Second, the appellants assert that the substances claimed in the application and
in the ’255 patent are distinguishable because the magnet of the ’255 patent is sintered,
while the alloy of the application is not. The examiner found that the alloy “is obvious in
view of the sintered permanent magnet claimed in ’255 which is made of the instantly
claimed alloy.” The examiner explained that both claim 1 of the ’255 patent and claim
27 of the application “recite essentially the same alloy composition,” and that the
sintering step recited in the ’255 patent merely meant that the alloy recited in the two
claims was “in different forms,” not that the composition was different.
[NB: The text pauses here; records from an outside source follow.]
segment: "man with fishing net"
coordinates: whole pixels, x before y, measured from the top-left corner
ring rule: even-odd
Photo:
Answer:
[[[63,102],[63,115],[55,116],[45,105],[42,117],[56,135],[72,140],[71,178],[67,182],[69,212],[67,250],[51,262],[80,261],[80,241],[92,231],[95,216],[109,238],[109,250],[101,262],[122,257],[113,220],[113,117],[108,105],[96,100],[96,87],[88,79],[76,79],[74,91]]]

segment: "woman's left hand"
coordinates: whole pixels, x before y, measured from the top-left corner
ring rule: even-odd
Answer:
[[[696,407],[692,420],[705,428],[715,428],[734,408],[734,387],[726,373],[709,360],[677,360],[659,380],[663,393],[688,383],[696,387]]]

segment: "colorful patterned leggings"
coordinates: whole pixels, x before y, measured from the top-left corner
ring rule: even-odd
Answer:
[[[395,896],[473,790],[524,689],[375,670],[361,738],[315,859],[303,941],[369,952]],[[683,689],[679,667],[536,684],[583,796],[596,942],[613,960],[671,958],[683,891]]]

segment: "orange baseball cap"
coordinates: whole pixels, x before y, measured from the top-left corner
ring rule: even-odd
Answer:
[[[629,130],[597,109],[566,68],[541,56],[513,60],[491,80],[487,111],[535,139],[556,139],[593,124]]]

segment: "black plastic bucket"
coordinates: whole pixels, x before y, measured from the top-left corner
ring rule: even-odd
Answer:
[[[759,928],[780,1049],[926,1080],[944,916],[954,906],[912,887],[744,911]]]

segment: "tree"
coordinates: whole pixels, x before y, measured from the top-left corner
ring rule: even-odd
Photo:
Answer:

The Board
explicitly agreed with that analysis.
The appellants argue that the examiner and the Board erred because materials
other than the “permanent magnet alloys” claimed in application claim 27 could be used
to make the magnet claimed in the ’255 patent. The appellants’ argument misses the
04-1244 7
point, however. It does not matter that there may be some other precursor that could
produce the sintered permanent magnet. What matters is whether the precursor
permanent magnet alloy would be obvious to a person of skill in the art having
knowledge, based on claim 1 of the ’255 patent, of all the components of the precursor
alloy. The only significant difference between claim 1 of the ’255 patent and claim 27 of
the application is that the former recites a sintered form of the latter. The appellants do
not suggest that sintering alters the composition of the alloy. Accordingly, the examiner
sensibly concluded that a person of ordinary skill in the art, having possession of a
sintered magnet with particular components could infer the unsintered form of the same
composition, which is the composition claimed in application claim 27. We therefore
hold that the Board’s decision upholding the examiner’s rejection in that regard was
supported by substantial evidence.
IV
Finally, the appellants argue that the Board improperly used the specification of
the ’255 patent as prior art. In particular, they contend that the Board used the ’255
patent specification to support its statement that “[t]he instantly claimed alloy is useful
only for the patented magnet of Fujimura in view of the fact that the material
composition is indistinguishable as discussed.” In fact, the Board did not use the ’255
specification as prior art. Rather, the Board used the specification to help define the
meaning of the claims, and based on its construction of the claims the Board concluded
that a person of ordinary skill in the art would have found the application claims obvious
in light of the claims in the ’255 patent. That was the proper methodology to use in an
obviousness-type double patenting inquiry. Accordingly, we reject the appellants’
04-1244 8
argument that the Board improperly upheld the rejection of the application claims by
using the written description of the ’255 patent as prior art.
Reduced to its essentials, this is a case in which the patentees have attempted to
extend the period of patent protection for their invention by claiming a composition that
is a direct precursor of the product for which their patent protection has expired. In that
setting, the examiner and the Board properly found that the appellants’ new claims are
obvious in light of the expired ones, and we therefore affirm.